`NO_(2)` required for a reaction is produced by the decomposition of `N_(2)O_(5)` is `"CC"l_(4)` as per the equatiion `2N_(2)O_(5)(g)to4NO_(2)(g)+O_(2)(g)`. The initial concentration fo `N_(2)O_(5)` is `3.00 "mol"L^(-1)` and it is `2.75 "mol"L^(-1)` after 30 minutes. The rate of formation of `NO_(2)` is `4.67xx10^(-x) "mol" L^(-1)"min"^(-1)`. the numerical value of x is __________.

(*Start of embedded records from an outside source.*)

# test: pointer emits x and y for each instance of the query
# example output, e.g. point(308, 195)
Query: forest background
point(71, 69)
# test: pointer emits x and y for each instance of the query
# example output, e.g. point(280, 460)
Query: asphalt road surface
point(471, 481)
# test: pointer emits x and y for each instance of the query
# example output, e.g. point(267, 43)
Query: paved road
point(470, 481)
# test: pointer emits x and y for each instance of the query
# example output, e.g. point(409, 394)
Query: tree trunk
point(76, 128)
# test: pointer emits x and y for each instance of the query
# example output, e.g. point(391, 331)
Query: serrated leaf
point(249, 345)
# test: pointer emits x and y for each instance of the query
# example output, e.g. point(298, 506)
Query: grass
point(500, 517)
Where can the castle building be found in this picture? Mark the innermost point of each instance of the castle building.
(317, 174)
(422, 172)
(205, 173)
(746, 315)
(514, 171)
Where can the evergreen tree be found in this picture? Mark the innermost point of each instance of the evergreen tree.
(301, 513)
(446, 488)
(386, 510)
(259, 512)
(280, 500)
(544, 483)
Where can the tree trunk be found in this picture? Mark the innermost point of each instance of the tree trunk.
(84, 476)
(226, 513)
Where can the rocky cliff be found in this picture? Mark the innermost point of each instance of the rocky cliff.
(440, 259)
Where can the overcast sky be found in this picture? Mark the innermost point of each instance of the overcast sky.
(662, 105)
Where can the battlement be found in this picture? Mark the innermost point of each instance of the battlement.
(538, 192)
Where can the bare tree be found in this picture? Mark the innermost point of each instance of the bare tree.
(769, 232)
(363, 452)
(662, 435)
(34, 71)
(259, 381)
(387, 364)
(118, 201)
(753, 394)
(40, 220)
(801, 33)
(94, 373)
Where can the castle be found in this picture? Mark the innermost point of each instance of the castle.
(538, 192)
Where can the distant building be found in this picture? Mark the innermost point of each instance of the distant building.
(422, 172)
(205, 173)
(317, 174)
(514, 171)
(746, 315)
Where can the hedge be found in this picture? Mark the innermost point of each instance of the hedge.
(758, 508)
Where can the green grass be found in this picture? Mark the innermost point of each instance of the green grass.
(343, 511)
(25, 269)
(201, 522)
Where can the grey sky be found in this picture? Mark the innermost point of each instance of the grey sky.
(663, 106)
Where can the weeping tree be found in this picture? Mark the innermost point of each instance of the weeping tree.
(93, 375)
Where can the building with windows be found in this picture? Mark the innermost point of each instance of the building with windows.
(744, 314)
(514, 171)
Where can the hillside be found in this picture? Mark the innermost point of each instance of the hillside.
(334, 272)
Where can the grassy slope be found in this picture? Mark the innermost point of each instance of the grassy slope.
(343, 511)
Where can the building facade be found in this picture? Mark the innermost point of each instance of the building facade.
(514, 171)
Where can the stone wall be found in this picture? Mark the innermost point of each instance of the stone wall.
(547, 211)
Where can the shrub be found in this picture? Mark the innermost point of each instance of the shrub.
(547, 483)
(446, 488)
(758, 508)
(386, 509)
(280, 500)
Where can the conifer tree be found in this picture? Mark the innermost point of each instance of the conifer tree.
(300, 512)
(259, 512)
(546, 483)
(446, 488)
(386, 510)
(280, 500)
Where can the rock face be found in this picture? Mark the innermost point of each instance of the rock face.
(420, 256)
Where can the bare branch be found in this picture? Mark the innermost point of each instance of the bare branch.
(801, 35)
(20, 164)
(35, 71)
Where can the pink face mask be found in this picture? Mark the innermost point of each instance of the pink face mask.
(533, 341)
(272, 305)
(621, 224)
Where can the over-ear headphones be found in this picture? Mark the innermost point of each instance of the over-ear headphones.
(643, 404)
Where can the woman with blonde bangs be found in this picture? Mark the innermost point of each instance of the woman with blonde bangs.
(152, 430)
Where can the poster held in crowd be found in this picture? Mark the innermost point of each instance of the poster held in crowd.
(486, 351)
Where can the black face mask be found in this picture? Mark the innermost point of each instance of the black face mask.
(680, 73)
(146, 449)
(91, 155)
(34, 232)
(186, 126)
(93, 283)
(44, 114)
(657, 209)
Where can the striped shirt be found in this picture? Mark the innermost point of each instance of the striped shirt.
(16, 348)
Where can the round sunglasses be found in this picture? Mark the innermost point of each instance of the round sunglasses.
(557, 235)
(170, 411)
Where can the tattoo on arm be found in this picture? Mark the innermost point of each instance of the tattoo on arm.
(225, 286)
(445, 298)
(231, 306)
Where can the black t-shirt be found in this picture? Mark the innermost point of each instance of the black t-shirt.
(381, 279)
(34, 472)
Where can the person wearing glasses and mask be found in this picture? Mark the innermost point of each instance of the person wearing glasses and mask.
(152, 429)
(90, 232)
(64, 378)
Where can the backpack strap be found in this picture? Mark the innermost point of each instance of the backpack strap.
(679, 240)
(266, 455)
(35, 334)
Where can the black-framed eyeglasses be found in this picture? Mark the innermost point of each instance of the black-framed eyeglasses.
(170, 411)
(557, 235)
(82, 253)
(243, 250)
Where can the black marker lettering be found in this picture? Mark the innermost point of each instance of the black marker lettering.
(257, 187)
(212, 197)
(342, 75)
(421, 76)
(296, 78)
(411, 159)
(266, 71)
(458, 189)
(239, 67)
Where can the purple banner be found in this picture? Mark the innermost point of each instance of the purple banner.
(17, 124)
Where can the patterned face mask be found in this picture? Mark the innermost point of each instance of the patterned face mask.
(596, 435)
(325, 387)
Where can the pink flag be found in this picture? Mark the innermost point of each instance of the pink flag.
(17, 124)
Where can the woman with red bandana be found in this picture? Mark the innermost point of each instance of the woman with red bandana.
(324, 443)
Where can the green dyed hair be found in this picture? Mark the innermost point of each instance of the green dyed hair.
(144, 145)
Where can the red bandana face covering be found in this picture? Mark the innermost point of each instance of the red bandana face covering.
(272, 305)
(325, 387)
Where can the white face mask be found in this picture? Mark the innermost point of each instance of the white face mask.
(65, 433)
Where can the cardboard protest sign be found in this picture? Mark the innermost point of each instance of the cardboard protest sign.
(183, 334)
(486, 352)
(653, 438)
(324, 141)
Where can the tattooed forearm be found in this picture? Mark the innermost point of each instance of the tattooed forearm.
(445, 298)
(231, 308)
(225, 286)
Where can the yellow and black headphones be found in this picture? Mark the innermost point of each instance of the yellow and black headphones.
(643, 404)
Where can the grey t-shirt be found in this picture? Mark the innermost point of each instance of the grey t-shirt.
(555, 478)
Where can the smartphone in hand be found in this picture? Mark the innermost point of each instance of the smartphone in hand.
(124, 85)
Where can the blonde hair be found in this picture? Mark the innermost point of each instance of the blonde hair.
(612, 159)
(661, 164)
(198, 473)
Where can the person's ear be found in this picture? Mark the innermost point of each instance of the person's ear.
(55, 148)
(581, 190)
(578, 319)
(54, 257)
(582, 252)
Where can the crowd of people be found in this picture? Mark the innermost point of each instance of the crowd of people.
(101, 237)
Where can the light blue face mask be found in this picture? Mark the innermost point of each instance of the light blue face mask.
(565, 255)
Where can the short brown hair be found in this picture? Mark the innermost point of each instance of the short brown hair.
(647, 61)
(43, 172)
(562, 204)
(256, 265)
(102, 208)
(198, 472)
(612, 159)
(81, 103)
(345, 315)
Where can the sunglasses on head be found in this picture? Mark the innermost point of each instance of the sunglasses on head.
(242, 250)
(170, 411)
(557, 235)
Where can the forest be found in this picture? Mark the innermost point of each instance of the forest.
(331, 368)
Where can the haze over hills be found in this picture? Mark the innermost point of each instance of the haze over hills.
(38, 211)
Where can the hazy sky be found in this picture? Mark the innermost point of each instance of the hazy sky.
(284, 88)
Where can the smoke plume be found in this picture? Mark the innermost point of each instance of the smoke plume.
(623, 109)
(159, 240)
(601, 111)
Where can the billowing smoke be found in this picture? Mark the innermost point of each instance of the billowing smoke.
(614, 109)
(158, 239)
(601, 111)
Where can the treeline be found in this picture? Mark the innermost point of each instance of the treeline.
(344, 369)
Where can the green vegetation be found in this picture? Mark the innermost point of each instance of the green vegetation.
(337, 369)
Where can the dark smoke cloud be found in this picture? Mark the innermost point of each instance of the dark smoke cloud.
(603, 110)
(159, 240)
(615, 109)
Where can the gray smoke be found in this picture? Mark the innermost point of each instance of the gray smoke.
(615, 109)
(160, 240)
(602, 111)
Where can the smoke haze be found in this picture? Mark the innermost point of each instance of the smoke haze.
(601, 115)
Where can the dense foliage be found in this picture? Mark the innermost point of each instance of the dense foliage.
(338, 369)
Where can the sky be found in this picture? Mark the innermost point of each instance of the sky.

To solve the problem, we need to calculate the rate of formation of \( NO_2 \) based on the decomposition of \( N_2O_5 \) using the provided reaction equation and concentration data. ### Step-by-Step Solution: 1. **Write the balanced chemical equation**: \[ 2N_2O_5(g) \rightarrow 4NO_2(g) + O_2(g) \] 2. **Identify the initial and final concentrations of \( N_2O_5 \)**: - Initial concentration of \( N_2O_5 \) = \( 3.00 \, \text{mol L}^{-1} \) - Final concentration of \( N_2O_5 \) after 30 minutes = \( 2.75 \, \text{mol L}^{-1} \) 3. **Calculate the change in concentration of \( N_2O_5 \)**: \[ \Delta [N_2O_5] = [N_2O_5]_{initial} - [N_2O_5]_{final} = 3.00 - 2.75 = 0.25 \, \text{mol L}^{-1} \] 4. **Calculate the rate of disappearance of \( N_2O_5 \)**: The rate of disappearance is given by: \[ \text{Rate} = -\frac{\Delta [N_2O_5]}{\Delta t} = -\frac{0.25 \, \text{mol L}^{-1}}{30 \, \text{min}} = -\frac{0.25}{30} = -0.00833 \, \text{mol L}^{-1} \text{ min}^{-1} \] 5. **Relate the rate of disappearance of \( N_2O_5 \) to the rate of formation of \( NO_2 \)**: According to the stoichiometry of the reaction: \[ -\frac{1}{2} \frac{d[N_2O_5]}{dt} = \frac{1}{4} \frac{d[NO_2]}{dt} \] Therefore, we can express the rate of formation of \( NO_2 \) as: \[ \frac{d[NO_2]}{dt} = -2 \left(-\frac{d[N_2O_5]}{dt}\right) \] 6. **Substitute the rate of disappearance of \( N_2O_5 \)**: \[ \frac{d[NO_2]}{dt} = 2 \times 0.00833 \, \text{mol L}^{-1} \text{ min}^{-1} = 0.01667 \, \text{mol L}^{-1} \text{ min}^{-1} \] 7. **Express the rate of formation of \( NO_2 \) in scientific notation**: \[ 0.01667 \, \text{mol L}^{-1} \text{ min}^{-1} = 1.67 \times 10^{-2} \, \text{mol L}^{-1} \text{ min}^{-1} \] 8. **Compare with the given rate**: The problem states that the rate of formation of \( NO_2 \) is \( 4.67 \times 10^{-x} \, \text{mol L}^{-1} \text{ min}^{-1} \). From our calculation: \[ 1.67 \times 10^{-2} = 4.67 \times 10^{-x} \] 9. **Solve for \( x \)**: To find \( x \), we can equate the powers of ten: \[ 10^{-2} = 10^{-x} \implies x = 2 \] ### Final Answer: The numerical value of \( x \) is \( \boxed{2} \).